[PATCH v11 00/35] Add AMD Secure Nested Paging (SEV-SNP) Hypervisor Support

From: Michael Roth
Date: Sat Dec 30 2023 - 12:25:47 EST


This patchset is also available at:

https://github.com/amdese/linux/commits/snp-host-v11

and is based on top of the following series:

"[PATCH v1] Add AMD Secure Nested Paging (SEV-SNP) Initialization Support"
https://lore.kernel.org/kvm/20231230161954.569267-1-michael.roth@xxxxxxx/

which in turn is based on linux-next tag next-20231222

The host initialization patches have been split off to a separate series
as noted above to more easily shepherd them into tip/x86, while this series
now focuses on KVM support.

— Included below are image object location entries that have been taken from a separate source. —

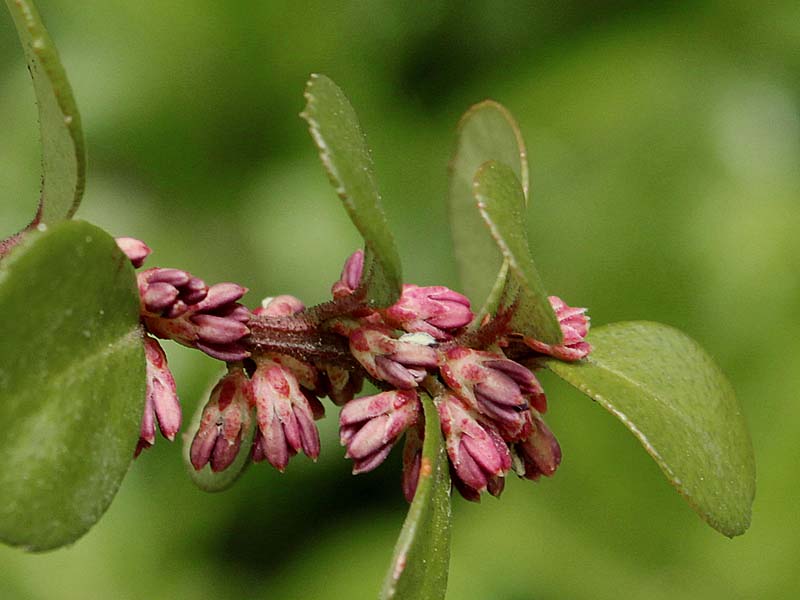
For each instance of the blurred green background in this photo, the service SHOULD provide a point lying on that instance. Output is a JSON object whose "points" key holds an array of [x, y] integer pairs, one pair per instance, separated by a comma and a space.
{"points": [[664, 143]]}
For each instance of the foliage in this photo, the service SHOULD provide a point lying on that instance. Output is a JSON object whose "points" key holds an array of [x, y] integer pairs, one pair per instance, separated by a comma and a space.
{"points": [[717, 478]]}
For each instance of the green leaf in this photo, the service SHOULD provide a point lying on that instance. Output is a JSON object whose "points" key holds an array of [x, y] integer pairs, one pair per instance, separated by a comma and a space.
{"points": [[63, 150], [206, 479], [344, 153], [487, 131], [422, 553], [72, 383], [501, 202], [669, 392]]}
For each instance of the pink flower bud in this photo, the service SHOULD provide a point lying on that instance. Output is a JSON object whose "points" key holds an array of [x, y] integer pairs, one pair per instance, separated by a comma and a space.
{"points": [[135, 250], [496, 387], [437, 311], [574, 327], [370, 426], [540, 453], [215, 325], [403, 363], [169, 292], [226, 418], [161, 400], [351, 275], [285, 417], [476, 451], [279, 306]]}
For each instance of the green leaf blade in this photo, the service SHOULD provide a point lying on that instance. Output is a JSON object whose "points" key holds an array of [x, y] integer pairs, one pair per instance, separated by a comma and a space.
{"points": [[344, 153], [501, 202], [63, 147], [487, 131], [422, 554], [672, 396], [72, 383]]}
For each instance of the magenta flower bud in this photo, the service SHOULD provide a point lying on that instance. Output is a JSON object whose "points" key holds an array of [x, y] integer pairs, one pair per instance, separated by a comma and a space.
{"points": [[215, 325], [225, 420], [370, 426], [169, 292], [279, 306], [284, 415], [496, 387], [161, 400], [539, 454], [351, 275], [339, 384], [135, 250], [412, 459], [403, 362], [476, 451], [437, 311], [574, 327]]}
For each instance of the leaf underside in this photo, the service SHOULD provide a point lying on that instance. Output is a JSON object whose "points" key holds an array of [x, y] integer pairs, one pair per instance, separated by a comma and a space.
{"points": [[72, 379], [501, 203], [63, 149], [672, 396], [487, 131], [347, 160], [422, 554]]}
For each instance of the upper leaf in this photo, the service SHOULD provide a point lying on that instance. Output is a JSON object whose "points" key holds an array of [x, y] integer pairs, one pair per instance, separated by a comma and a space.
{"points": [[344, 153], [677, 402], [63, 150], [501, 202], [72, 383], [422, 553], [487, 131]]}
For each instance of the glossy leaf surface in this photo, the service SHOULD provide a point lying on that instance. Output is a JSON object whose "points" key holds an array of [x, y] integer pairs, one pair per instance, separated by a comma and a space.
{"points": [[72, 379], [422, 553], [487, 131], [501, 202], [672, 396], [63, 150], [344, 153]]}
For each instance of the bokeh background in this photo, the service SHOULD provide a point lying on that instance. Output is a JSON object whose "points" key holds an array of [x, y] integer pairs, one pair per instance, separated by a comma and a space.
{"points": [[664, 142]]}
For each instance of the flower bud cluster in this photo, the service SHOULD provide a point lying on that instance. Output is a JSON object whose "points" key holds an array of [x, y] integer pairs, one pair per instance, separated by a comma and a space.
{"points": [[176, 305], [489, 405]]}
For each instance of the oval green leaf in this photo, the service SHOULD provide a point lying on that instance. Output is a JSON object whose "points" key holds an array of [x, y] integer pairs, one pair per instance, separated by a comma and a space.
{"points": [[63, 149], [344, 154], [672, 396], [206, 479], [487, 131], [501, 202], [72, 383], [422, 553]]}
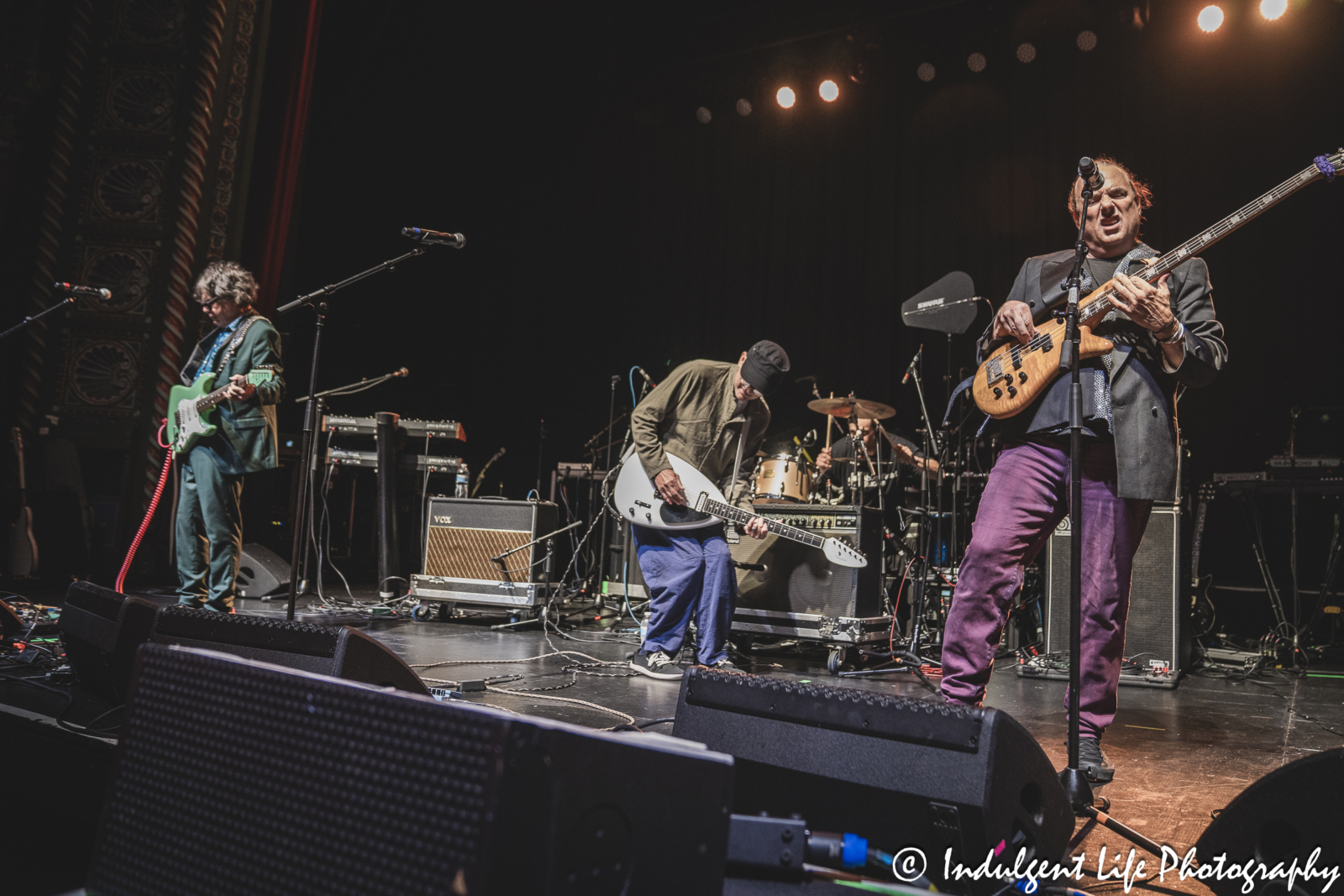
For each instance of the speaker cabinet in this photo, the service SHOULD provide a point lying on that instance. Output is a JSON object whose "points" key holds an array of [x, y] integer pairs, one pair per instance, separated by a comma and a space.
{"points": [[1283, 817], [100, 631], [318, 788], [261, 573], [340, 652], [803, 594], [464, 535], [1155, 634], [900, 772]]}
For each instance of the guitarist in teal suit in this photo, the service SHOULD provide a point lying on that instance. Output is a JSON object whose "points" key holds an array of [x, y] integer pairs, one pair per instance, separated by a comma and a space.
{"points": [[242, 347]]}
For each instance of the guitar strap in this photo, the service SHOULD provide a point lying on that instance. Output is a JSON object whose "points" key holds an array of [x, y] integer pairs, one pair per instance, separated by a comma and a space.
{"points": [[737, 465], [239, 338]]}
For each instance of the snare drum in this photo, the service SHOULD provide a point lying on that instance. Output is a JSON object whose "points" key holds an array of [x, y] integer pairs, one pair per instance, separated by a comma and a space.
{"points": [[781, 477]]}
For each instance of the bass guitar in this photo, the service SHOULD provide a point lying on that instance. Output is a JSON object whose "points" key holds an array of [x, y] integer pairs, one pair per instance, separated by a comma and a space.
{"points": [[638, 501], [192, 407], [1015, 374]]}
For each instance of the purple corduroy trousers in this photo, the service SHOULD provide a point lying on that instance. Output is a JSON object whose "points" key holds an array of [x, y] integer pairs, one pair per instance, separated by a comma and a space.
{"points": [[1026, 497]]}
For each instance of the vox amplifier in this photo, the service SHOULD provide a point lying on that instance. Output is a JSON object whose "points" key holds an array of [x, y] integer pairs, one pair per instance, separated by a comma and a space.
{"points": [[463, 537], [800, 594]]}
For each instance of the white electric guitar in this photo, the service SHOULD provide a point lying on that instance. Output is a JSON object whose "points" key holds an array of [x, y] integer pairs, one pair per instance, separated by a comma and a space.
{"points": [[638, 501]]}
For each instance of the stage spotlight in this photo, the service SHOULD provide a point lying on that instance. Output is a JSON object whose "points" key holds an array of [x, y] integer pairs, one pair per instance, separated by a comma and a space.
{"points": [[1210, 18]]}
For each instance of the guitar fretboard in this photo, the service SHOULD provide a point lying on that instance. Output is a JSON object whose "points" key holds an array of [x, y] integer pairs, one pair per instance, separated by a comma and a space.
{"points": [[738, 515], [1099, 302]]}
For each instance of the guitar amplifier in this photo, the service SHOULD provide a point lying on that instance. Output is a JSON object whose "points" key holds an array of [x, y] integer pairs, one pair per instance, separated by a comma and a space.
{"points": [[801, 594], [1155, 631], [464, 535]]}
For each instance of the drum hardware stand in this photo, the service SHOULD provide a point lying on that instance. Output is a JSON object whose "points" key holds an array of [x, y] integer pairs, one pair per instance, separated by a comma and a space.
{"points": [[909, 658]]}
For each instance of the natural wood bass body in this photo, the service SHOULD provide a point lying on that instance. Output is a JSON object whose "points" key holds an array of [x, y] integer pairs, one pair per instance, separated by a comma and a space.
{"points": [[1015, 374]]}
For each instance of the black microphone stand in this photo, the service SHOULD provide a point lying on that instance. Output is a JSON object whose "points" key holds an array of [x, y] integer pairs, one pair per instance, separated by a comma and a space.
{"points": [[67, 300], [1074, 781], [306, 456]]}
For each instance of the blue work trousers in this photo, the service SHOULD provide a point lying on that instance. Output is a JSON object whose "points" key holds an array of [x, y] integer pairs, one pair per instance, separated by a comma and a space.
{"points": [[687, 571]]}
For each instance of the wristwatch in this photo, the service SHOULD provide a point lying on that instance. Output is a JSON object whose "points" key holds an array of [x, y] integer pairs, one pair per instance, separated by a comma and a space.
{"points": [[1175, 338]]}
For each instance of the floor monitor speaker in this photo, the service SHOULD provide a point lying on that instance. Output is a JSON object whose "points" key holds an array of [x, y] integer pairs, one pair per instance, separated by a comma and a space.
{"points": [[100, 631], [261, 573], [309, 786], [340, 652], [1283, 817], [900, 772]]}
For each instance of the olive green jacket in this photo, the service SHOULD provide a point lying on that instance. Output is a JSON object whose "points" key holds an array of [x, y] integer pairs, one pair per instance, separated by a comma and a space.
{"points": [[692, 414], [248, 438]]}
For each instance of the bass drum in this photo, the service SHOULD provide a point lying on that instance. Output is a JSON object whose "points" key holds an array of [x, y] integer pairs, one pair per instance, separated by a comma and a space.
{"points": [[781, 479]]}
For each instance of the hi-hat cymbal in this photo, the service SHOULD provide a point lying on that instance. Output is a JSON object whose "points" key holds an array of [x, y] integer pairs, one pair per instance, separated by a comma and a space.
{"points": [[840, 407]]}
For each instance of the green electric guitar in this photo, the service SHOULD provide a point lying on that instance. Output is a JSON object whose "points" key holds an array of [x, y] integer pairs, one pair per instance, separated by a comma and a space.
{"points": [[192, 409]]}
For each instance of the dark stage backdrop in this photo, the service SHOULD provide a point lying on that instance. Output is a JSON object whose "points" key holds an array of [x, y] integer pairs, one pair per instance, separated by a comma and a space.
{"points": [[608, 228]]}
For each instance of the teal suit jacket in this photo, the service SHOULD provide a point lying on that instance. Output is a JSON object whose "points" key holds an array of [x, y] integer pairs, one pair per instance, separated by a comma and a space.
{"points": [[249, 437]]}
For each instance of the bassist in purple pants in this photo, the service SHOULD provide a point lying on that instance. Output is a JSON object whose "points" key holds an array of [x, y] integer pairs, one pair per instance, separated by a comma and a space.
{"points": [[1166, 336]]}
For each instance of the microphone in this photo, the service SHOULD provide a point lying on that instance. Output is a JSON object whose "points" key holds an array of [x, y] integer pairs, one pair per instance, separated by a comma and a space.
{"points": [[456, 241], [84, 291], [911, 369], [1090, 172]]}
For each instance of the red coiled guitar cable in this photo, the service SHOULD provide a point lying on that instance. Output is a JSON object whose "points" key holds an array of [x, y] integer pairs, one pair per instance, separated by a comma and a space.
{"points": [[150, 513]]}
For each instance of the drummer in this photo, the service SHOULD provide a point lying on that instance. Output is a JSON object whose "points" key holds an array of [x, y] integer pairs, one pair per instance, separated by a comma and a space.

Additionally, the gmem RFC[1] that this series
was previously based on is now included for better visibility and to provide
more context. Please see the RFC link however for more context on why the
gmem changes/hooks are implemented in their current form.

[1] https://lore.kernel.org/kvm/20231016115028.996656-1-michael.roth@xxxxxxx/


== OVERVIEW ==

This patchset implements SEV-SNP hypervisor support for linux. It
relies on the SNP host initialization patches noted above, which we
originally included in this series up until v10, but are now posted
separately for inclusion into x86 tree, while this series is targetted
for the x86 KVM tree. Both aggregate of these patchsets are being based
on linux-next to hopefully make it easier coordinate and test against
tip and kvm-next.


== TESTING ==

For testing this via QEMU, use the following tree:

https://github.com/amdese/qemu/commits/snp-v3-wip

SEV-SNP with gmem enabled:

qemu-system-x86_64 -cpu EPYC-Milan-v2 \
-object memory-backend-memfd,id=ram1,size=2G,share=true,prealloc=false,reserve=false \
-object sev-snp-guest,id=sev0,cbitpos=51,reduced-phys-bits=1 \
-machine q35,confidential-guest-support=sev0,memory-backend=ram1 \
...

KVM selftests for guest_memfd / KVM_GENERIC_PRIVATE_MEM:

cd $kernel_src_dir
make -C tools/testing/selftests TARGETS="kvm" EXTRA_CFLAGS="-DDEBUG -I<path to kernel headers>"
sudo tools/testing/selftests/kvm/x86_64/private_mem_conversions_test


== BACKGROUND (SEV-SNP) ==

This part of the Secure Encrypted Paging (SEV-SNP) series focuses on the
changes required to add KVM support for SEV-SNP. The series builds upon
SEV-SNP Guest Support, now part of mainline, and a separate series that
implements basic host initialization requirements for SNP-enabled systems.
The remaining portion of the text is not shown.